Para começar, é válido dizer que todas as emissoras de TV e rádio do país ganham algum subsídio do governo. Se estas empresas fossem independentes, se arcassem sozinhas com as próprias despesas e receitas, não precisariam se preocupar com chantagem estatal. O SBT decidiu tirar do ar os comentários desses jornalistas por não querer perder uma boquinha de verba pública… ninguém quer, né?

Sinceramente, não considero que isso seja censura. Considero, no máximo, que seja uma articulação política. E aposto que a oposição faria o mesmo se estivesse no poder.

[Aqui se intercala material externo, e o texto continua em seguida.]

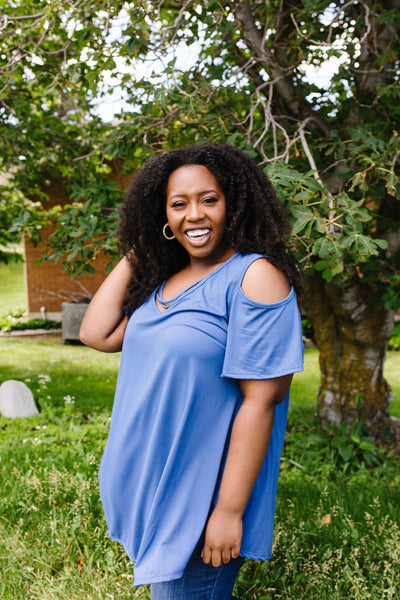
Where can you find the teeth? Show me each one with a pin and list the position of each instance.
(197, 233)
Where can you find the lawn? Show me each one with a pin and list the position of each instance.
(337, 530)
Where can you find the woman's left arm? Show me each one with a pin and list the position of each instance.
(251, 433)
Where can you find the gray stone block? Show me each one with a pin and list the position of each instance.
(16, 400)
(72, 315)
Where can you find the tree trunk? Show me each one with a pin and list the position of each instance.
(352, 336)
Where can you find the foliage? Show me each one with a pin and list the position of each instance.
(12, 322)
(334, 450)
(247, 83)
(248, 73)
(394, 343)
(336, 536)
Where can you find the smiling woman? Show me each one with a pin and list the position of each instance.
(210, 332)
(196, 212)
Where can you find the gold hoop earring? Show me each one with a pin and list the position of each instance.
(164, 233)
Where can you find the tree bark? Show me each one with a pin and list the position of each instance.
(352, 336)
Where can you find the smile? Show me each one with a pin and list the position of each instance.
(197, 234)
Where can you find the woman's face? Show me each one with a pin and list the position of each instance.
(196, 213)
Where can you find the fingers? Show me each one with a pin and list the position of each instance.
(215, 557)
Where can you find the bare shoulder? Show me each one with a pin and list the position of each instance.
(263, 282)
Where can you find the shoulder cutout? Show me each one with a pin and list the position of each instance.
(263, 282)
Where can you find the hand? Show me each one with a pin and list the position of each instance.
(223, 537)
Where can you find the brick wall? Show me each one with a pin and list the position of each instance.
(47, 287)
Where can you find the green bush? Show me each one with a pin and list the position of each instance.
(394, 343)
(13, 322)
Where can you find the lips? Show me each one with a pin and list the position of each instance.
(197, 234)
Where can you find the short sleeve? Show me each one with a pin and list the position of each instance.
(263, 340)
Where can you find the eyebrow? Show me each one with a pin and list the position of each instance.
(199, 194)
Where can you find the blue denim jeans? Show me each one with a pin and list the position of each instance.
(200, 581)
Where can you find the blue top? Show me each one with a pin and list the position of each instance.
(176, 398)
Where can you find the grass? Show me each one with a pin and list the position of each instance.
(336, 533)
(13, 295)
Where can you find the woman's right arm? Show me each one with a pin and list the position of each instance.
(104, 323)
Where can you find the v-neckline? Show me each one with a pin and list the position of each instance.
(167, 304)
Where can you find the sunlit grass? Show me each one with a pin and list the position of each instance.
(12, 287)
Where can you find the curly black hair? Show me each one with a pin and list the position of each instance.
(255, 218)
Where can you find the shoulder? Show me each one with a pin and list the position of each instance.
(263, 282)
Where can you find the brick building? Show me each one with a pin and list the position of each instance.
(47, 287)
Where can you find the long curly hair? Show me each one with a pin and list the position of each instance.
(255, 218)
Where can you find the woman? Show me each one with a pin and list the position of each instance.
(204, 310)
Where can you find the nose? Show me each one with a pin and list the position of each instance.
(195, 211)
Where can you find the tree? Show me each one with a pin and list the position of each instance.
(332, 150)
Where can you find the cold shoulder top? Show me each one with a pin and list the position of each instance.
(176, 398)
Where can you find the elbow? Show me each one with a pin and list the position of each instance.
(84, 335)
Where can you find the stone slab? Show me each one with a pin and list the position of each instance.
(16, 400)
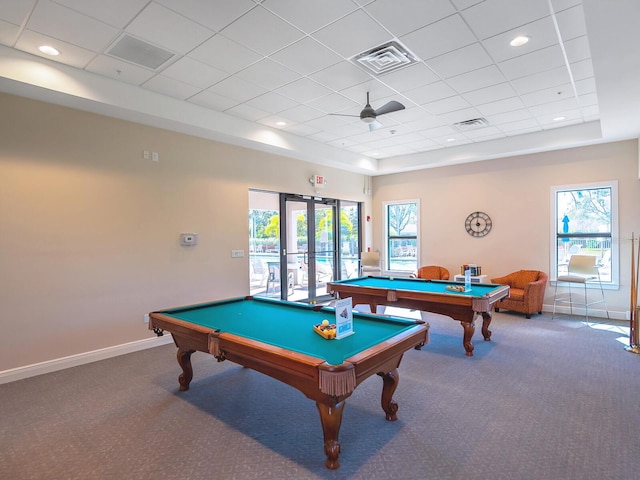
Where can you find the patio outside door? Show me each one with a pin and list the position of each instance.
(309, 237)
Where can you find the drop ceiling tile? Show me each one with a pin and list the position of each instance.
(430, 93)
(213, 14)
(577, 49)
(302, 113)
(268, 74)
(56, 21)
(340, 76)
(117, 13)
(70, 54)
(247, 112)
(464, 4)
(542, 34)
(301, 130)
(409, 15)
(509, 117)
(410, 77)
(439, 38)
(531, 63)
(262, 31)
(542, 80)
(194, 73)
(169, 86)
(213, 100)
(490, 94)
(583, 69)
(586, 85)
(14, 12)
(554, 108)
(8, 33)
(571, 23)
(548, 95)
(225, 54)
(483, 77)
(528, 125)
(446, 105)
(486, 132)
(463, 60)
(237, 89)
(303, 90)
(306, 56)
(493, 17)
(501, 106)
(274, 120)
(163, 27)
(451, 118)
(353, 34)
(118, 69)
(334, 103)
(272, 102)
(310, 16)
(323, 137)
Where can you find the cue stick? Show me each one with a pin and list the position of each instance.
(633, 321)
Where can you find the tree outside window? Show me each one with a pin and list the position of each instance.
(402, 236)
(585, 224)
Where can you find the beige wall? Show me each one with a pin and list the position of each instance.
(516, 193)
(89, 230)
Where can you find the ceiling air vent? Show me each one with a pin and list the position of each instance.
(385, 58)
(473, 124)
(141, 53)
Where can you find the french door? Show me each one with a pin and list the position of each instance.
(309, 235)
(298, 243)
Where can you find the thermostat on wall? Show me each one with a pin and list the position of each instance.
(188, 239)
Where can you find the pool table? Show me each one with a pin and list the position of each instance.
(428, 296)
(277, 338)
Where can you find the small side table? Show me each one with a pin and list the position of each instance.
(474, 278)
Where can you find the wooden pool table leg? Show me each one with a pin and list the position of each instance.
(331, 419)
(486, 320)
(469, 329)
(184, 360)
(389, 384)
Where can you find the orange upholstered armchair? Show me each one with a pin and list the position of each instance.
(526, 292)
(432, 272)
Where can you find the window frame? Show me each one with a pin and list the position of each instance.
(386, 259)
(614, 283)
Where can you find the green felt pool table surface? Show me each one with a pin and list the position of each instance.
(277, 338)
(290, 326)
(428, 296)
(420, 285)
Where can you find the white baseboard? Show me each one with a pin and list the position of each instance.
(54, 365)
(593, 312)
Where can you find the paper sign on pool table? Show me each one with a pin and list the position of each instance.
(344, 318)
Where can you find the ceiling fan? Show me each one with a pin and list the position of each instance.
(368, 114)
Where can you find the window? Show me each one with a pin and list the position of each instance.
(585, 222)
(401, 233)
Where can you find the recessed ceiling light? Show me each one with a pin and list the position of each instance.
(49, 50)
(520, 41)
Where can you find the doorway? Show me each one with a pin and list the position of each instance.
(294, 249)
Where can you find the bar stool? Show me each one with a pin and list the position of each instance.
(582, 270)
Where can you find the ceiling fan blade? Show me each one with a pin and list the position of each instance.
(389, 107)
(374, 125)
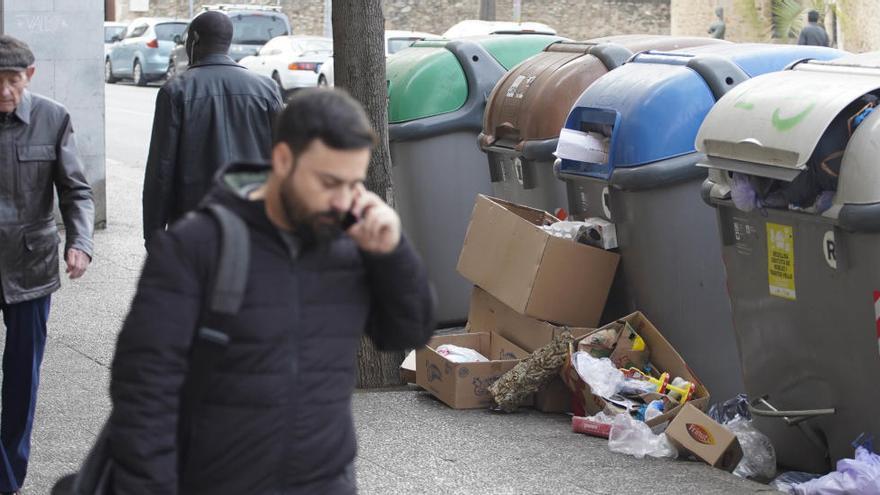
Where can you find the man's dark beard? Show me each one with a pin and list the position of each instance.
(315, 230)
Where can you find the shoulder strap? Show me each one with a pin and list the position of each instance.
(225, 298)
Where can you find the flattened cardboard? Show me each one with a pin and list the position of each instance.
(534, 273)
(663, 356)
(488, 314)
(465, 385)
(693, 432)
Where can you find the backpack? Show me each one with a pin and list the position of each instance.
(209, 344)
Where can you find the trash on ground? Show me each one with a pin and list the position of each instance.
(633, 437)
(527, 377)
(458, 354)
(693, 432)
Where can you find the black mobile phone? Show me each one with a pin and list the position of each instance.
(348, 220)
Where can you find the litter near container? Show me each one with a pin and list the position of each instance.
(642, 118)
(803, 286)
(436, 96)
(528, 106)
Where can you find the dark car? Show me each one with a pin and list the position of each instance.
(253, 26)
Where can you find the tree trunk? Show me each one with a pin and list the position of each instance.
(487, 10)
(359, 58)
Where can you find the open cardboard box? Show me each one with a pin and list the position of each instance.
(534, 273)
(465, 385)
(663, 356)
(488, 314)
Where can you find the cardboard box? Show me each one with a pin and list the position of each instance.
(488, 314)
(693, 432)
(465, 385)
(408, 368)
(529, 270)
(663, 356)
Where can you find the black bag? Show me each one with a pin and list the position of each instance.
(209, 344)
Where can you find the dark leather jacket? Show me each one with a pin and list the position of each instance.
(214, 113)
(37, 157)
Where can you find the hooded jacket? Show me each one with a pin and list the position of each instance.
(216, 112)
(276, 418)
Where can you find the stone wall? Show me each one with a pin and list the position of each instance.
(68, 42)
(577, 19)
(745, 20)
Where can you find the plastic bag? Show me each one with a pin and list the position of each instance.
(603, 378)
(630, 436)
(458, 354)
(786, 482)
(726, 411)
(759, 457)
(853, 476)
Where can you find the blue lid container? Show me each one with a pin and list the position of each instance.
(652, 107)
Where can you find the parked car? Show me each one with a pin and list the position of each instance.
(111, 31)
(292, 62)
(474, 27)
(394, 42)
(252, 27)
(141, 52)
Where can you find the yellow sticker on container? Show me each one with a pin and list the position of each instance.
(780, 260)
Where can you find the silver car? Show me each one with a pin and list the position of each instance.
(141, 52)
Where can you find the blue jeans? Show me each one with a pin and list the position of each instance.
(25, 342)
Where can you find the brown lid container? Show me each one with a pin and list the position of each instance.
(532, 101)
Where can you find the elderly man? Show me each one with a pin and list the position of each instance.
(37, 157)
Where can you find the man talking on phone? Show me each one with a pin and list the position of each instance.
(327, 263)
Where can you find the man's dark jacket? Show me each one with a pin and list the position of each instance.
(276, 419)
(214, 113)
(38, 158)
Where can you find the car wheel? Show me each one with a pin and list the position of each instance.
(108, 72)
(137, 74)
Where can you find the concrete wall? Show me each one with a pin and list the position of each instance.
(67, 39)
(578, 19)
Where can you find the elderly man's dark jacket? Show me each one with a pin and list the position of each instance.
(276, 419)
(38, 157)
(214, 113)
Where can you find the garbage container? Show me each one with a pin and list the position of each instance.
(436, 96)
(803, 280)
(627, 155)
(528, 106)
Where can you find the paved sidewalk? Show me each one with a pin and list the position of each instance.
(409, 442)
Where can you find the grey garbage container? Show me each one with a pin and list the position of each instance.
(803, 280)
(627, 155)
(436, 96)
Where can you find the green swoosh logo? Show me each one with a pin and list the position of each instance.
(786, 124)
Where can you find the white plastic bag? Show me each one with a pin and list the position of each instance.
(458, 354)
(633, 437)
(853, 476)
(759, 457)
(599, 373)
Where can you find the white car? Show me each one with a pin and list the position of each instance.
(394, 42)
(476, 28)
(292, 62)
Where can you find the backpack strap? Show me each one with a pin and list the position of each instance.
(224, 300)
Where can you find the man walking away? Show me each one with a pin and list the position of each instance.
(327, 263)
(813, 34)
(39, 158)
(214, 113)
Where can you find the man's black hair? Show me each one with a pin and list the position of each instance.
(211, 31)
(330, 115)
(15, 55)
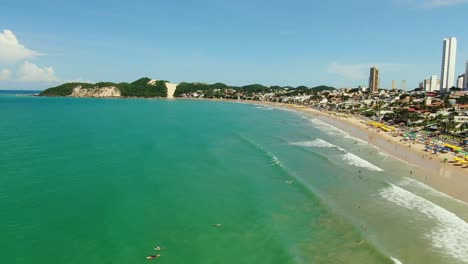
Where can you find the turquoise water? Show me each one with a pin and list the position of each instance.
(106, 180)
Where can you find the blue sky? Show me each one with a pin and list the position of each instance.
(295, 42)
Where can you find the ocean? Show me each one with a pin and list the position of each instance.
(107, 180)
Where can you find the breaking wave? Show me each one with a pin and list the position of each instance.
(264, 108)
(450, 232)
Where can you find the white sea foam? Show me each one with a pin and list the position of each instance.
(450, 232)
(348, 157)
(421, 186)
(274, 161)
(317, 143)
(354, 160)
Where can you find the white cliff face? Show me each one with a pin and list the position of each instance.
(110, 91)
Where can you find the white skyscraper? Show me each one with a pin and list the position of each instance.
(449, 55)
(461, 81)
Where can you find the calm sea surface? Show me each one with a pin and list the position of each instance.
(107, 180)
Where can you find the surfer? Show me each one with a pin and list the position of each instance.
(153, 257)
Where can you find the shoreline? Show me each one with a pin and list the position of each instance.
(428, 169)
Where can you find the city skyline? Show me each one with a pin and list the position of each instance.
(236, 43)
(449, 57)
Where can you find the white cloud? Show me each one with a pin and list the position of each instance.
(442, 3)
(354, 72)
(11, 50)
(30, 72)
(5, 75)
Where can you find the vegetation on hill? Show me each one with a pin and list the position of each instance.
(138, 88)
(143, 87)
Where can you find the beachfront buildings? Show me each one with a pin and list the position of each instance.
(374, 80)
(449, 55)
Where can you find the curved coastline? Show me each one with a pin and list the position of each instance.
(430, 169)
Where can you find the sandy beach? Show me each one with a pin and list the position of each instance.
(428, 168)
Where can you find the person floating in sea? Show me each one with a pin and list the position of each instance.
(153, 257)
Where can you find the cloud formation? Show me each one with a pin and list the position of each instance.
(443, 3)
(5, 75)
(30, 72)
(11, 50)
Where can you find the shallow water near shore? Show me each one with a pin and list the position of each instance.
(106, 180)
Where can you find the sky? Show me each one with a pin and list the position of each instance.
(238, 42)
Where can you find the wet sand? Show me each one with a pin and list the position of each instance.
(427, 167)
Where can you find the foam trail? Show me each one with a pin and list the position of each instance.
(450, 232)
(330, 129)
(417, 184)
(275, 161)
(348, 157)
(318, 143)
(354, 160)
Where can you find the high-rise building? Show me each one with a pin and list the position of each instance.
(435, 83)
(466, 76)
(461, 81)
(449, 55)
(374, 80)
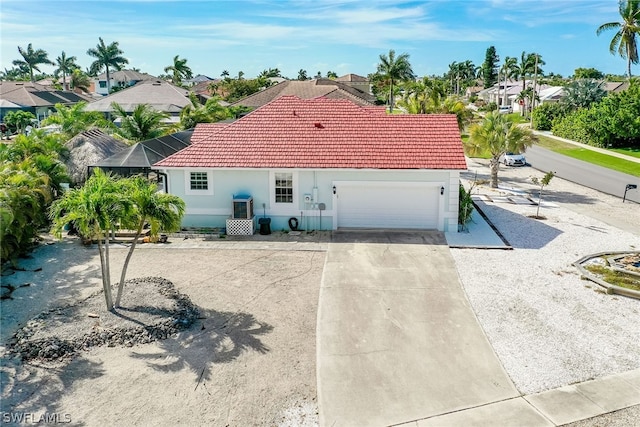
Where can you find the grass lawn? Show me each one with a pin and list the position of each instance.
(590, 156)
(483, 155)
(633, 152)
(517, 118)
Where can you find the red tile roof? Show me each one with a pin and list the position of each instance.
(205, 130)
(326, 133)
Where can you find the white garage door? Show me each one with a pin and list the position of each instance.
(387, 205)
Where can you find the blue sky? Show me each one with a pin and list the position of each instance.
(344, 36)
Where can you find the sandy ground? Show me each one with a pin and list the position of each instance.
(261, 374)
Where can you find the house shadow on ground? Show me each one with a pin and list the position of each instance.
(519, 230)
(34, 390)
(217, 337)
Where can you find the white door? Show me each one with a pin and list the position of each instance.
(387, 205)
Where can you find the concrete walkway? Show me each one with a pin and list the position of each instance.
(396, 338)
(550, 408)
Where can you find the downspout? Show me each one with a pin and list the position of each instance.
(165, 179)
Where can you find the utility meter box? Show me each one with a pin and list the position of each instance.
(242, 207)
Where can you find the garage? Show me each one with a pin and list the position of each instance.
(387, 205)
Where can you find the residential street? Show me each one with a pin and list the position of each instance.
(583, 173)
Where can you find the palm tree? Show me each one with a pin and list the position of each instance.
(624, 40)
(394, 70)
(527, 67)
(24, 193)
(162, 211)
(94, 210)
(66, 65)
(31, 59)
(74, 119)
(79, 80)
(107, 56)
(179, 70)
(143, 123)
(582, 93)
(195, 112)
(497, 135)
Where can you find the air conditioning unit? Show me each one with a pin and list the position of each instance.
(242, 207)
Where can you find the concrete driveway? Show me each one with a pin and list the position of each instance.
(397, 339)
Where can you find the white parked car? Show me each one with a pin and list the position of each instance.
(513, 159)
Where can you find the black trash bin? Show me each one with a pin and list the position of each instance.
(265, 225)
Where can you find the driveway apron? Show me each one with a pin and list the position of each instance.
(397, 338)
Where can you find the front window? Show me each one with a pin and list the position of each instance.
(284, 187)
(199, 181)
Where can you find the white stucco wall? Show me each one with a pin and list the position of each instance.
(212, 208)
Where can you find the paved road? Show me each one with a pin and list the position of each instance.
(397, 338)
(583, 173)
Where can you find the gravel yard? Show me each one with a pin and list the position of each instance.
(549, 327)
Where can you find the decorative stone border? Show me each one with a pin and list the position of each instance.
(611, 289)
(54, 348)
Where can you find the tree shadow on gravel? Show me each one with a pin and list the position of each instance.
(52, 279)
(520, 231)
(36, 389)
(217, 337)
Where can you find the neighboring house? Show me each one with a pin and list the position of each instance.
(122, 79)
(159, 94)
(550, 94)
(615, 86)
(200, 78)
(140, 157)
(307, 89)
(87, 148)
(295, 157)
(356, 82)
(496, 92)
(472, 90)
(37, 99)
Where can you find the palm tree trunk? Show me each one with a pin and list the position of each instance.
(104, 266)
(504, 96)
(126, 263)
(107, 263)
(494, 164)
(539, 202)
(108, 80)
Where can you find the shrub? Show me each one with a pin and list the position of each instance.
(545, 114)
(465, 206)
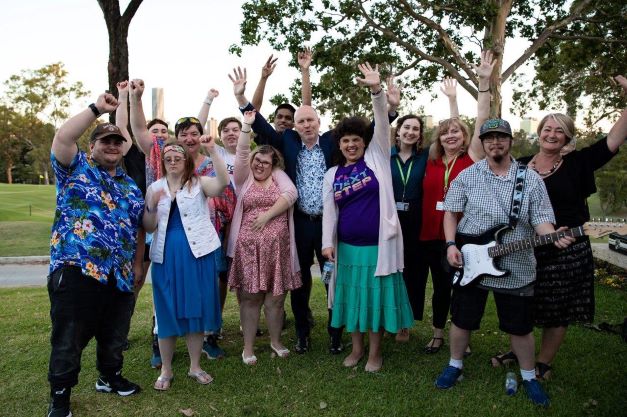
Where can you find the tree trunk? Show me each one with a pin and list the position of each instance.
(494, 39)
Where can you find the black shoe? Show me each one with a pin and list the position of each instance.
(59, 403)
(117, 384)
(303, 345)
(336, 346)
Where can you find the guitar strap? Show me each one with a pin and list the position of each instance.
(517, 195)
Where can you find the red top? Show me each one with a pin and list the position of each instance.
(433, 191)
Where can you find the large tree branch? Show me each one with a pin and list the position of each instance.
(412, 48)
(448, 43)
(544, 36)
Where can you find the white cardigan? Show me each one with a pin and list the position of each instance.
(192, 204)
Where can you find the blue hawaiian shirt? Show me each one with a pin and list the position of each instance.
(310, 169)
(96, 220)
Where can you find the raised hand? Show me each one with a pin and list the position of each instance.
(106, 103)
(485, 67)
(371, 75)
(208, 143)
(122, 87)
(137, 87)
(622, 81)
(268, 67)
(304, 58)
(393, 93)
(249, 117)
(239, 81)
(449, 87)
(212, 93)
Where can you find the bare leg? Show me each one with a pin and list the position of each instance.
(273, 309)
(375, 357)
(552, 339)
(459, 339)
(250, 306)
(166, 346)
(358, 350)
(524, 348)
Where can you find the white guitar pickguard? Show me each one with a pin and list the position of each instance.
(478, 262)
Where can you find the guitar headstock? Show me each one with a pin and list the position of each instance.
(600, 229)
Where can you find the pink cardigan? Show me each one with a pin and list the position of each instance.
(243, 177)
(377, 157)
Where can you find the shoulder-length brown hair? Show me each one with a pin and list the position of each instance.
(189, 171)
(436, 150)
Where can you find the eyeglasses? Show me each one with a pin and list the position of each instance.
(175, 160)
(264, 164)
(495, 138)
(187, 119)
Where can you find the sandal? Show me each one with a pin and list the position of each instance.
(430, 349)
(201, 377)
(503, 359)
(163, 383)
(543, 371)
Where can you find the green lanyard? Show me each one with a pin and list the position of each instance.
(404, 179)
(447, 171)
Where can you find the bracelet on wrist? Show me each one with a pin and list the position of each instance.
(95, 110)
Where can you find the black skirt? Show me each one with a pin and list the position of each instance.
(564, 287)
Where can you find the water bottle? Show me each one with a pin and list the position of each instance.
(511, 383)
(327, 270)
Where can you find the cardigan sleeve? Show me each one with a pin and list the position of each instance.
(329, 213)
(285, 184)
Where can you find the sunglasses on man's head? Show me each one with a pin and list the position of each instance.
(187, 119)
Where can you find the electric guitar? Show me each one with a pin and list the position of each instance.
(479, 251)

Pude “debater” (como se isso fosse possível) com o lançador dessas pérolas acima no Facebook. Foi quando descobri que a mente dele trabalha com um silogismo tão simplório que só seria aplicável a crianças. A coisa é mais ou menos assim:

  1. Eu sou liberal, e a melhor solução seria que o governo não gastasse nenhum dinheiro com anúncios públicos. (Aqui neste ponto eu concordo em gênero, número e grau com ele, diga-se de passagem)
  2. Mas já que gasta, a culpa é do SBT por receber este dinheiro de anúncios.
  3. Como o SBT poderia recusar esse dinheiro, então não há censura.
  4. Mas se é assim, o SBT “tem mais é que se foder mesmo”.
  5. Então, não há censura de forma alguma.

A mente desta figura provavelmente tem algum transtorno que o faz tratar pessoas jurídicas como se fossem pessoas físicas. Pensando dessa forma, é claro que é impossível sequer entender o que está acontecendo. Alguém que diz “o SBT tem mais é que se foder mesmo” provavelmente acha que o SBT é igual a ele, a mim ou mesmo o Silvio Santos. O SBT, para ele, é uma pessoa com emoções.

Tivesse ele olhado para o mundo como ele é, perceberia que “empresas não se ferram”, mas sim pessoas que estão nessas empresas. E, em muitos casos, não são os sócios da empresa. Estes ganham dinheiro conforme necessário e, se não for mais conveniente, eles fecham ou vendem a empresa.

Enquanto alguém achar que o SBT é uma pessoa com a qual podemos ir assistir a um jogo de futebol, tomar uma Coca-Cola ou mesmo discutir sobre o tempo é claro que não há nem como começar a discutir. Para “quebrar” as falhas da argumentação desse argumentador leniente com a censura, temos que eliminar as falhas mentais que o impedem até mesmo de interpretar a realidade.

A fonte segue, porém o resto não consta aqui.